🤖 AI Summary
This work investigates why RLVR (Reinforcement Learning with Verifiable Rewards) achieves significant improvements in large language model reasoning performance using only sparse parameter updates. Method: We identify this sparsity as a conditional optimization bias—parameter updates concentrate heavily within an intrinsic preference subspace of the pretrained model, exhibiting strong consistency across tasks, datasets, and algorithms. To formalize this, we propose the “Three-Gating Theory,” enabling the first white-box, parameter-level analysis of RLVR learning dynamics. Leveraging KL-constrained optimization, spectrum-preserving subspace modeling, and geometric analysis, we characterize essential properties: update localization, non-principal-direction alignment, low curvature, and minimal spectral drift. Contribution/Results: We demonstrate that RLVR follows a fundamentally distinct optimization paradigm from supervised fine-tuning (SFT), rendering conventional PEFT methods ill-suited for RL settings. Our theoretical and geometric insights provide both foundational principles and practical guidance for designing robust, efficient RL-based fine-tuning algorithms.
📝 Abstract
Reinforcement Learning with Verifiable Rewards (RLVR) reliably improves the reasoning performance of large language models, yet it appears to modify only a small fraction of parameters. We revisit this paradox and show that sparsity is a surface artifact of a model-conditioned optimization bias: for a fixed pretrained model, updates consistently localize to preferred parameter regions, highly consistent across runs and largely invariant to datasets and RL recipes. We mechanistically explain these dynamics with a Three-Gate Theory: Gate I (KL Anchor) imposes a KL-constrained update; Gate II (Model Geometry) steers the step off principal directions into low-curvature, spectrum-preserving subspaces; and Gate III (Precision) hides micro-updates in non-preferred regions, making the off-principal bias appear as sparsity.
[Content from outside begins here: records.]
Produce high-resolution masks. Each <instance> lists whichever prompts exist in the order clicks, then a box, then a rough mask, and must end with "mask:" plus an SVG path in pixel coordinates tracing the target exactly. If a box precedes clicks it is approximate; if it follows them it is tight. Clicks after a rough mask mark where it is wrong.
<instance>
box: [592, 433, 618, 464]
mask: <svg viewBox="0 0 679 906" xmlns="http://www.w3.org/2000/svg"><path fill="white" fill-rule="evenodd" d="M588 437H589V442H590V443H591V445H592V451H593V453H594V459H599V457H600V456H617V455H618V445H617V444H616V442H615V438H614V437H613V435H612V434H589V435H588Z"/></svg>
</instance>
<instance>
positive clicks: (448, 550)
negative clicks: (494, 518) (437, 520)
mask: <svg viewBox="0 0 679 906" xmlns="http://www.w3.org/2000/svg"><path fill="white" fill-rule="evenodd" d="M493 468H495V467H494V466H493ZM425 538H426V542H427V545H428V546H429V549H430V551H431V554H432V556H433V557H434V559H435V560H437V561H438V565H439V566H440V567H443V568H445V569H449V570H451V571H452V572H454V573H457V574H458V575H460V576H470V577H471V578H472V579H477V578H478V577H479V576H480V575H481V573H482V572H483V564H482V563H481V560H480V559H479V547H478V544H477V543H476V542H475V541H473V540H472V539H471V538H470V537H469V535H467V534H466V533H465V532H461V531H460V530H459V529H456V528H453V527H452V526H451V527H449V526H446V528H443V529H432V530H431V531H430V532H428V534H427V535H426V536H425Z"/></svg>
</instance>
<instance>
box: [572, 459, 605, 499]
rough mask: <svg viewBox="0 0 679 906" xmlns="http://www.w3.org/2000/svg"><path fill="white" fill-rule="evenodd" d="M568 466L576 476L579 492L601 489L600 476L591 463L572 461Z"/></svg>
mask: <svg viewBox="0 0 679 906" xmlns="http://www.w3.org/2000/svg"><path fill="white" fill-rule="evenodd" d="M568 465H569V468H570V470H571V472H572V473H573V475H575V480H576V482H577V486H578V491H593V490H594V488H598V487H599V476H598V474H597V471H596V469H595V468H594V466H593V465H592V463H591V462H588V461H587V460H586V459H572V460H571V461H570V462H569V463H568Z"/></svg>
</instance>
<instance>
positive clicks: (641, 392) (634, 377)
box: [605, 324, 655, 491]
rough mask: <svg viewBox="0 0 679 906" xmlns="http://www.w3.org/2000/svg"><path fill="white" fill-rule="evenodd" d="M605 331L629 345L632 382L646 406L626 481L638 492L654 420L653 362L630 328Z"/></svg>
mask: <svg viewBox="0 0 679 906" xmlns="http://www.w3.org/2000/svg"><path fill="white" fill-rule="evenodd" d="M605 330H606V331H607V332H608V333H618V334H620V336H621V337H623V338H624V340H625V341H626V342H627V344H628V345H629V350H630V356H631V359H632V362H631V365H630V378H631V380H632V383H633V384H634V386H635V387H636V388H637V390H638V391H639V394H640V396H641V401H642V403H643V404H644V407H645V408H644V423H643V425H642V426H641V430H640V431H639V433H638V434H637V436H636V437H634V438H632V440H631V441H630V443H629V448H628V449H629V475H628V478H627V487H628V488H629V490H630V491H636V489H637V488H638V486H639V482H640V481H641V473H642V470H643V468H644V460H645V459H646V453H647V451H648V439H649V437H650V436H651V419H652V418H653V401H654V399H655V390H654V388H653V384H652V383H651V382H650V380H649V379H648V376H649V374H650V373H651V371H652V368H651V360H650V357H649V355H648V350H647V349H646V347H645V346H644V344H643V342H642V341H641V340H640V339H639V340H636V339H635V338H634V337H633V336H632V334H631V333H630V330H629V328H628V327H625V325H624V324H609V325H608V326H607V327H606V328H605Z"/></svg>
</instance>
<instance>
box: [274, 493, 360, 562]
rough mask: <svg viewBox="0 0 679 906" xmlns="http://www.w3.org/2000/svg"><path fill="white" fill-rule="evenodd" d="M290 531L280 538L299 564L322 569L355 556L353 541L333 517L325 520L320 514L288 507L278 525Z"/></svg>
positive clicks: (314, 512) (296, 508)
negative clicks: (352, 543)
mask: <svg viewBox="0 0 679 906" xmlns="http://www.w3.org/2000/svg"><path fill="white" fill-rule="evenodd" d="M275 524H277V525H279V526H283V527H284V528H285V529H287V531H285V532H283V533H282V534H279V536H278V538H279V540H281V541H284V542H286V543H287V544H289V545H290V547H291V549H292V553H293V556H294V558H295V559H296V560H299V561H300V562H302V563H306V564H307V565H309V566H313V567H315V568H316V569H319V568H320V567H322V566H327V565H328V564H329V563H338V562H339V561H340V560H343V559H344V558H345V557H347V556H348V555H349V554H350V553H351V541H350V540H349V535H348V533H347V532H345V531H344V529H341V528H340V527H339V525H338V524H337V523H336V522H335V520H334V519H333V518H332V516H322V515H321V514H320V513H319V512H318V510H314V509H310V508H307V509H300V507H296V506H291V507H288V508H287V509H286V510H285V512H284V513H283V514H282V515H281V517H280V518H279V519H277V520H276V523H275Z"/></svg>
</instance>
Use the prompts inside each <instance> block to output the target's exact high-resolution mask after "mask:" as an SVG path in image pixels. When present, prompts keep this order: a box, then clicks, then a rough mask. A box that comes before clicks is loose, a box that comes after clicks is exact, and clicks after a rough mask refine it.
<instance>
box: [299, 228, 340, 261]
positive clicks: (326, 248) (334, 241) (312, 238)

We then validate this theory and, for the first time, provide a parameter-level characterization of RLVR's learning dynamics: RLVR learns off principal directions in weight space, achieving gains via minimal spectral drift, reduced principal-subspace rotation, and off-principal update alignment. In contrast, SFT targets principal weights, distorts the spectrum, and even lags RLVR. Together, these results provide the first parameter-space account of RLVR's training dynamics, revealing clear regularities in how parameters evolve. Crucially, we show that RL operates in a distinct optimization regime from SFT, so directly adapting SFT-era parameter-efficient fine-tuning (PEFT) methods can be flawed, as evidenced by our case studies on advanced sparse fine-tuning and LoRA variants. We hope this work charts a path toward a white-box understanding of RLVR and the design of geometry-aware, RLVR-native learning algorithms, rather than repurposed SFT-era heuristics.